Edaravone Attenuates Disease Severity of Experimental Auto-Immune Encephalomyelitis and Increases Gene Expression of Nrf2 and HO-1

The aim of this study was to evaluate therapeutic potential of edaravone in the murine model of multiple sclerosis, experimental autoimmune encephalomyelitis (EAE) and to expand the knowledge of its mechanism of action. Edaravone (6 mg/kg/day) was administered intraperitoneally from the onset of clinical symptoms until the end of the experiment (28 days). Disease progression was assessed daily using severity scores. At the peak of the disease, histological analyses, markers of oxidative stress (OS) and parameters of mitochondria! function in the brains and spinal cords (SC) of mice were determined. Gene expression of inducible nitric oxide synthase (iNOS), nuclear factor erythroid 2-related factor 2 (Nrf2), heme oxygenase-1 (HO-1) and peroxisome proliferator-activated receptor-gamma coactivator (PGC)-'alpha was determined at the end of the experiment. Edaravone treatment ameliorated EAE severity and attenuated inflammation in the SC of the EAE mice, as verified by histological analysis. Moreover, edaravone treatment decreased OS, increased the gene expression of the Nrf2 and HO-1, increased the activity of the mitochondrial complex reduced the activity of the mitochondrial complex IV and preserved ATP production in the SC of the EAE mice.

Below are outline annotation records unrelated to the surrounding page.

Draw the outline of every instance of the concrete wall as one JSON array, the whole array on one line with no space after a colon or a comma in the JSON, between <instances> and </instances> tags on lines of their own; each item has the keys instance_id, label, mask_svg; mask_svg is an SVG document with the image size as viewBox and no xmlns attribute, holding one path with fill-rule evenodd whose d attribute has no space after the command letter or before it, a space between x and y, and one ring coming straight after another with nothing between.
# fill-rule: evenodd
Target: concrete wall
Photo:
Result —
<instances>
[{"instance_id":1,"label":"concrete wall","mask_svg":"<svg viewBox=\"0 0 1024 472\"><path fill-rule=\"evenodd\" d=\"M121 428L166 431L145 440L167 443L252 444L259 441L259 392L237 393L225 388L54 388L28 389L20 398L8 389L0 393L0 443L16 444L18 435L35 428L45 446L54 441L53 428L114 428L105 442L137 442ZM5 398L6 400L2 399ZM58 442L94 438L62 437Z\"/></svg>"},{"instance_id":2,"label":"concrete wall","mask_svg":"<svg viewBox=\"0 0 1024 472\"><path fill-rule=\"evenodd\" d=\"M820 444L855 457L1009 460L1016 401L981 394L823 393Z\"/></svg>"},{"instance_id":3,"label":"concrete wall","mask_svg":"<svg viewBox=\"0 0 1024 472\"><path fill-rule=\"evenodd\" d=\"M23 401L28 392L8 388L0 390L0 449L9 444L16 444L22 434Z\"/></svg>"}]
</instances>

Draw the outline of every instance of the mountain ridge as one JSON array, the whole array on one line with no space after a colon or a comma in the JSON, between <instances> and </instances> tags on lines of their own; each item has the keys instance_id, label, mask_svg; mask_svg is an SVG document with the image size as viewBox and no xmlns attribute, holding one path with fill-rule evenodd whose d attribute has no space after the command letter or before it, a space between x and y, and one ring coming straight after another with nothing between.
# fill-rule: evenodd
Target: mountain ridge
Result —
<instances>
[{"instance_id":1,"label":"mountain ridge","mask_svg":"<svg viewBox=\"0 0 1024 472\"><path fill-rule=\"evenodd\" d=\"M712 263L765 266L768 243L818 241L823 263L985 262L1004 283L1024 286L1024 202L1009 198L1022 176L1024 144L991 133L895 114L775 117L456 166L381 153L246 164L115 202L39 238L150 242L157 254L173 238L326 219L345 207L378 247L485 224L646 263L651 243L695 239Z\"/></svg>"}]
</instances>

In conclusion, findings in this study provide additional evidence of edaravone potential for the treatment of multiple sclerosis and expand our knowledge of the mechanism of action of edaravone in the EAE model.

Automated summary

The aim of this study was to evaluate the therapeutic potential and mechanism of action of edaravone in a murine model of multiple sclerosis, experimental autoimmune encephalomyelitis (EAE). The results showed that edaravone treatment ameliorated EAE severity, attenuated inflammation, decreased oxidative stress, increased the gene expression of Nrf2 and HO-1, increased the activity of the mitochondrial complex IV, and preserved ATP production in the spinal cords of EAE mice. These findings provide additional evidence of the potential of edaravone for the treatment of multiple sclerosis and expand our knowledge of its mechanism of action in the EAE model.